The UK’s Financial Conduct Authority (FCA) recently announced that it was establishing the Financial Advice Market Review (FAMR) to examine how ditching embedded comp has limited access to advice for those most in need of it.
This "experiment (of eliminating embedded comp.) has inevitably resulted in rising advice costs, reduced adviser numbers and a significant reduction in the delivery of financial advice,” Richard Bishop, a practicing financial advisor in the UK and Coventry University College lecturer, writes in a scathing op-ed in the Financial Times. “The FCA has proven to be a very expensive way of delivering regulation in the UK; it may be the case that the implementation of the FAMR requires a new regulator, not a new regulatory approach.”
That desire to hold the regulator accountable for unintended consequences of dropping embedded commissions is growing following a FCA post-implementation review of its commission reforms in December 2014. It found that the cost of advice has increased but the FCA has yet to comment on the total impact including the value delivered as a result of the changes.
Regardless, opponents of the reforms believe there’s an “advice gap” that’s come to pass as a result of the various changes implemented 32 months ago including the elimination of embedded commissions.
However, Toronto economist and former UK adviser Andrew Teasdale sees the UK reforms as having unfolded exactly as it should be.

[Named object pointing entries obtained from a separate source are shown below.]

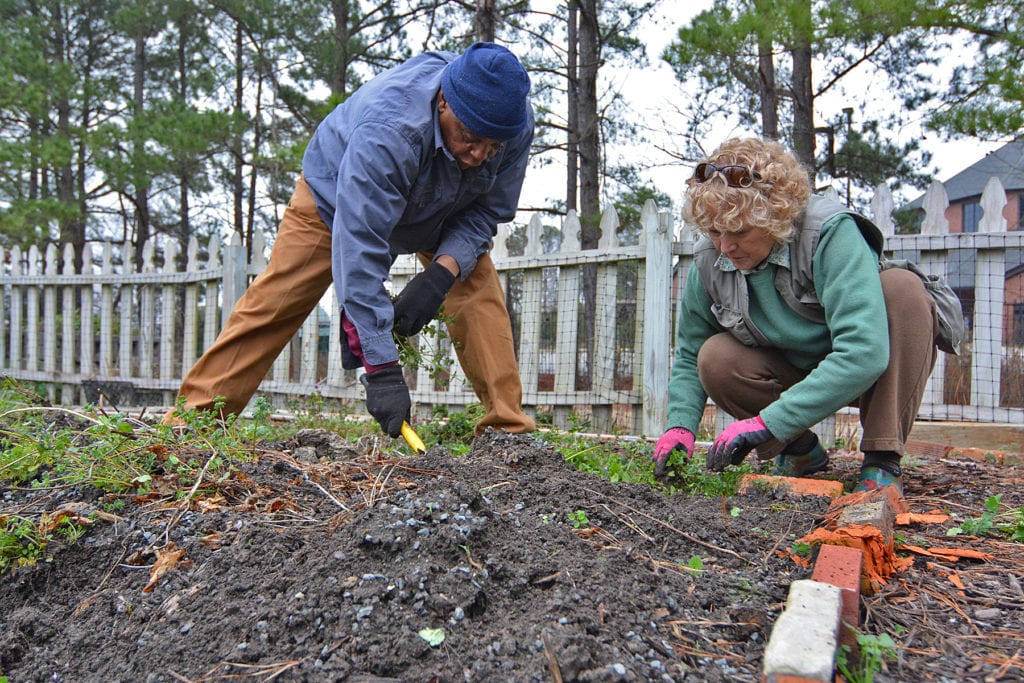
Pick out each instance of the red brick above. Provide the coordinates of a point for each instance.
(782, 678)
(841, 566)
(797, 485)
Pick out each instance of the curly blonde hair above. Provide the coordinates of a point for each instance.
(772, 203)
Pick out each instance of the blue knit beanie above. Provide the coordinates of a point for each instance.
(486, 89)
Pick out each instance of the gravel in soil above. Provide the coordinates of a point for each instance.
(328, 561)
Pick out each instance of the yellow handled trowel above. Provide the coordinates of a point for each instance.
(412, 438)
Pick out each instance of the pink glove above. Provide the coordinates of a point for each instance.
(735, 441)
(677, 438)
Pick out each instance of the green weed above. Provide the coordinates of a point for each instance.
(993, 521)
(579, 519)
(873, 652)
(694, 565)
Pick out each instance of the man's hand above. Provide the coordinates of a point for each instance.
(387, 398)
(735, 441)
(418, 303)
(677, 438)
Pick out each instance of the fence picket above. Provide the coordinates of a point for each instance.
(153, 301)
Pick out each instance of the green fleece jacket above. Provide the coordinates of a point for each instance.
(845, 355)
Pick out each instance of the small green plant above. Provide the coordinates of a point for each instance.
(695, 564)
(992, 521)
(873, 652)
(20, 543)
(801, 549)
(428, 349)
(579, 519)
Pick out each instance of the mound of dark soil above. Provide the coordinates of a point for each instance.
(321, 562)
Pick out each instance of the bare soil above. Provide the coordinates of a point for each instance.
(328, 561)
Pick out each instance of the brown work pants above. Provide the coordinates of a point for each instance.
(742, 380)
(282, 297)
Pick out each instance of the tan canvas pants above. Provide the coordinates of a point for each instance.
(282, 297)
(742, 380)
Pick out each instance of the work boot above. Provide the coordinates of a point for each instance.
(798, 466)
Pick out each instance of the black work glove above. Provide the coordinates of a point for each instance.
(418, 303)
(735, 441)
(387, 398)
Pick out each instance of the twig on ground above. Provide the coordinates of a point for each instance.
(672, 528)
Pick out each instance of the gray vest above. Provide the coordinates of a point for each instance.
(730, 300)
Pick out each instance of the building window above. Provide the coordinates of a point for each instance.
(972, 216)
(1016, 335)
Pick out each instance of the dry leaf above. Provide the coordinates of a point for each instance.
(167, 559)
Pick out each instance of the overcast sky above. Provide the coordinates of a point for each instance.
(652, 94)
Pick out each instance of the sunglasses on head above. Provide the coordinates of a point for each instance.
(734, 175)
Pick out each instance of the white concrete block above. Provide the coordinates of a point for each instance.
(805, 636)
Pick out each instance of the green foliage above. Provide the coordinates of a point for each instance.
(873, 652)
(720, 49)
(455, 430)
(801, 550)
(579, 519)
(20, 543)
(428, 349)
(992, 521)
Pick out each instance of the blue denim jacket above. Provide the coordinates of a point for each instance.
(385, 184)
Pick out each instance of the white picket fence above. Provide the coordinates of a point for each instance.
(113, 335)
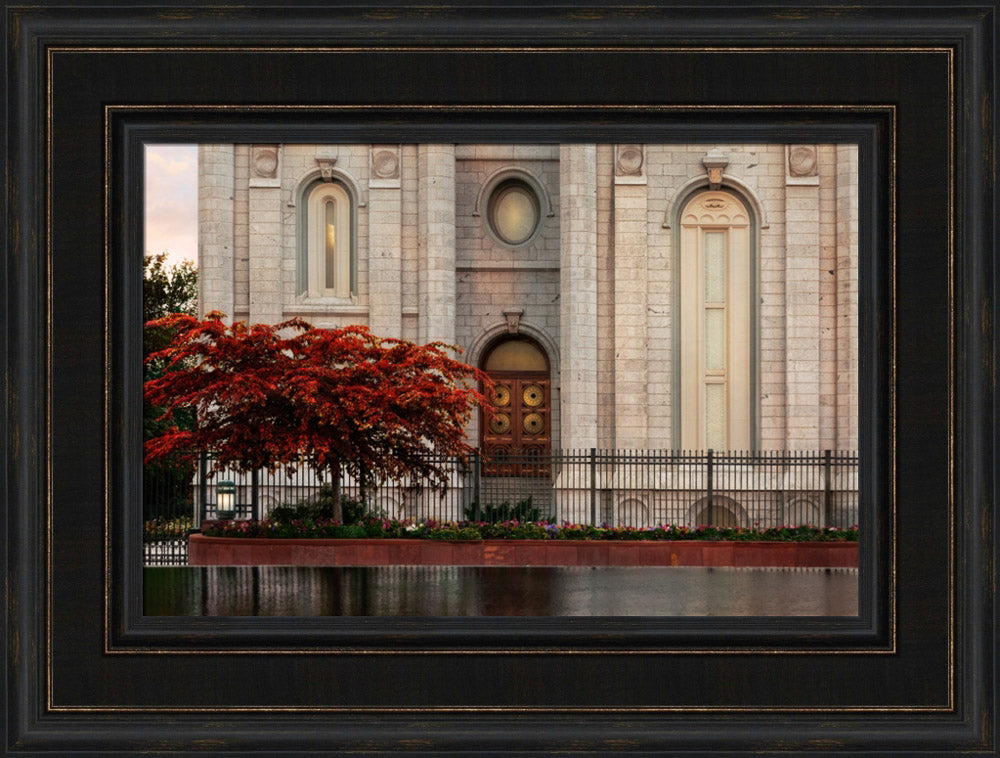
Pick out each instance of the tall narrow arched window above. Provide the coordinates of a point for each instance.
(716, 328)
(326, 263)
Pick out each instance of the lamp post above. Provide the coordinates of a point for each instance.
(225, 499)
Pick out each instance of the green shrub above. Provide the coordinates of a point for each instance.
(320, 507)
(522, 511)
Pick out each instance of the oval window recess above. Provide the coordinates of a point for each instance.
(514, 212)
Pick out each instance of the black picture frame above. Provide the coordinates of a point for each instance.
(86, 86)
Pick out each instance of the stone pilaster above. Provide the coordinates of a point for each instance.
(436, 222)
(847, 297)
(385, 242)
(802, 298)
(215, 229)
(578, 294)
(631, 364)
(265, 247)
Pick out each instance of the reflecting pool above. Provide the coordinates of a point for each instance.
(498, 591)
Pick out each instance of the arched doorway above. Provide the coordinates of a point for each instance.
(520, 428)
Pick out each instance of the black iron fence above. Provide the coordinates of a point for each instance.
(616, 487)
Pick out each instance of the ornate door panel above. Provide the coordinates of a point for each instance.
(520, 429)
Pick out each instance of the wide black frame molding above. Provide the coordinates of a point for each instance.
(82, 675)
(129, 129)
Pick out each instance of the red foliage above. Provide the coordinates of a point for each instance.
(268, 396)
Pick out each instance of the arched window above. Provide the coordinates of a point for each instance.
(716, 323)
(327, 266)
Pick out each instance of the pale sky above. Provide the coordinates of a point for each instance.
(171, 203)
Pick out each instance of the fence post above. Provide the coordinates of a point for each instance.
(593, 486)
(710, 486)
(476, 487)
(202, 487)
(827, 488)
(255, 494)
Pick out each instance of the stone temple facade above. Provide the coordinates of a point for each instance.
(623, 297)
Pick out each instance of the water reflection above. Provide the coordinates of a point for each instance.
(498, 591)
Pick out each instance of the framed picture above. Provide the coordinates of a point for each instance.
(91, 88)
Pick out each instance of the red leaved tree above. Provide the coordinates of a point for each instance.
(342, 401)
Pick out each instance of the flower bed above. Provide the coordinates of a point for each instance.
(252, 543)
(515, 530)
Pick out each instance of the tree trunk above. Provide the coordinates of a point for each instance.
(338, 512)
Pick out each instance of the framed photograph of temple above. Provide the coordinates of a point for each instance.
(666, 338)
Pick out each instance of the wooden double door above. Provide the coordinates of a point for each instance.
(520, 429)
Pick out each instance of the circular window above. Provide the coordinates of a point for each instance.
(514, 212)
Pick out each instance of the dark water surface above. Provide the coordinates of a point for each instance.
(498, 591)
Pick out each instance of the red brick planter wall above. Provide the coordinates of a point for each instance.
(232, 551)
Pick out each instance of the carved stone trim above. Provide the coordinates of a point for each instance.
(513, 317)
(385, 163)
(326, 164)
(265, 164)
(629, 160)
(803, 161)
(715, 162)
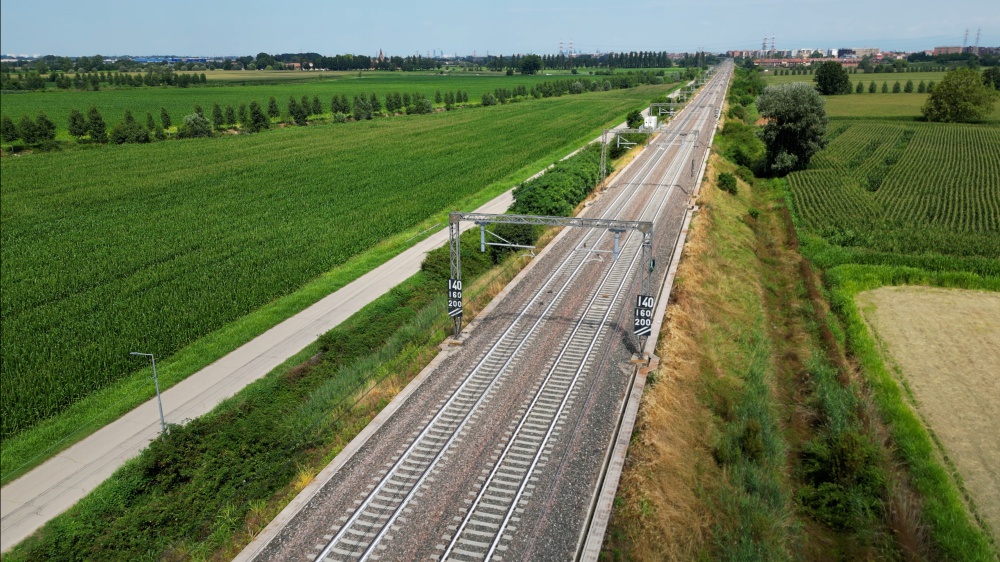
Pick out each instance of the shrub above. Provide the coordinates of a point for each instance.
(727, 182)
(194, 126)
(745, 174)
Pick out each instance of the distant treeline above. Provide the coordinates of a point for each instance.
(158, 76)
(315, 61)
(90, 127)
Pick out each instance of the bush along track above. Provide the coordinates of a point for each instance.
(765, 434)
(208, 487)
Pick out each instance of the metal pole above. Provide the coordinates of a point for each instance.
(455, 242)
(156, 382)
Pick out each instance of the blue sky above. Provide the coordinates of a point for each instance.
(229, 27)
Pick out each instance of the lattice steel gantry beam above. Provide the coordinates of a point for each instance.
(615, 226)
(604, 147)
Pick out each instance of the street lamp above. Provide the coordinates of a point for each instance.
(156, 381)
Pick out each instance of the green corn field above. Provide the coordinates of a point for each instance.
(905, 187)
(150, 247)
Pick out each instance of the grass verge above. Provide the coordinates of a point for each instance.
(34, 446)
(210, 486)
(955, 536)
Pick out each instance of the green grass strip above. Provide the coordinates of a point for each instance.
(951, 530)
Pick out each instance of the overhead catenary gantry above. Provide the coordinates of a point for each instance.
(616, 227)
(617, 135)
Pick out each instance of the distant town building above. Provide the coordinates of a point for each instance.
(947, 51)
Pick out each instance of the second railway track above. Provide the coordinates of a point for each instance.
(497, 412)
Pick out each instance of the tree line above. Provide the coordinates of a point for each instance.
(163, 76)
(90, 127)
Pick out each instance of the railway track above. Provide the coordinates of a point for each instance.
(485, 522)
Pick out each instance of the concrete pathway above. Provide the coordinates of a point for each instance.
(33, 499)
(30, 501)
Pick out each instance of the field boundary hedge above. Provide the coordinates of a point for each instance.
(944, 498)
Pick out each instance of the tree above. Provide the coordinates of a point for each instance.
(194, 125)
(96, 127)
(27, 131)
(8, 130)
(530, 64)
(77, 124)
(45, 128)
(831, 79)
(297, 112)
(258, 120)
(795, 128)
(991, 77)
(128, 130)
(961, 97)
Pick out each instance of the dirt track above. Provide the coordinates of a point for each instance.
(947, 344)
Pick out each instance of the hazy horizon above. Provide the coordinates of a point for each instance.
(228, 27)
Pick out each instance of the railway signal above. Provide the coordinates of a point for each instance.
(642, 324)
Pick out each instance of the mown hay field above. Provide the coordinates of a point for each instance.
(150, 247)
(178, 102)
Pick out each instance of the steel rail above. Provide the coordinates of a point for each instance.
(584, 361)
(614, 208)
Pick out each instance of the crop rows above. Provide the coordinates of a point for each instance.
(151, 247)
(181, 101)
(907, 187)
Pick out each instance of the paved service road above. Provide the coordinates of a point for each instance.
(498, 449)
(30, 501)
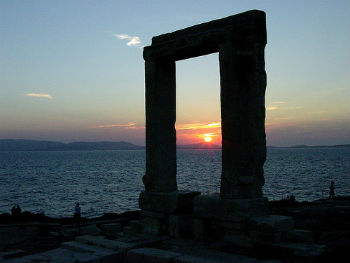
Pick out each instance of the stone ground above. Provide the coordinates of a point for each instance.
(110, 240)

“Access to ‘advice’ has never really been the major problem, in my opinion. Access to cost effective simple solutions has been, especially for the many smaller investors,” Teasdale wrote in an email to WP. “We have the technology and ability to deliver the RDR, this is just a natural progression, and history is littered with the revolts of those displaced by progress.”
UK pundits have said a ban on embedded commissions for advisers has hurt clients.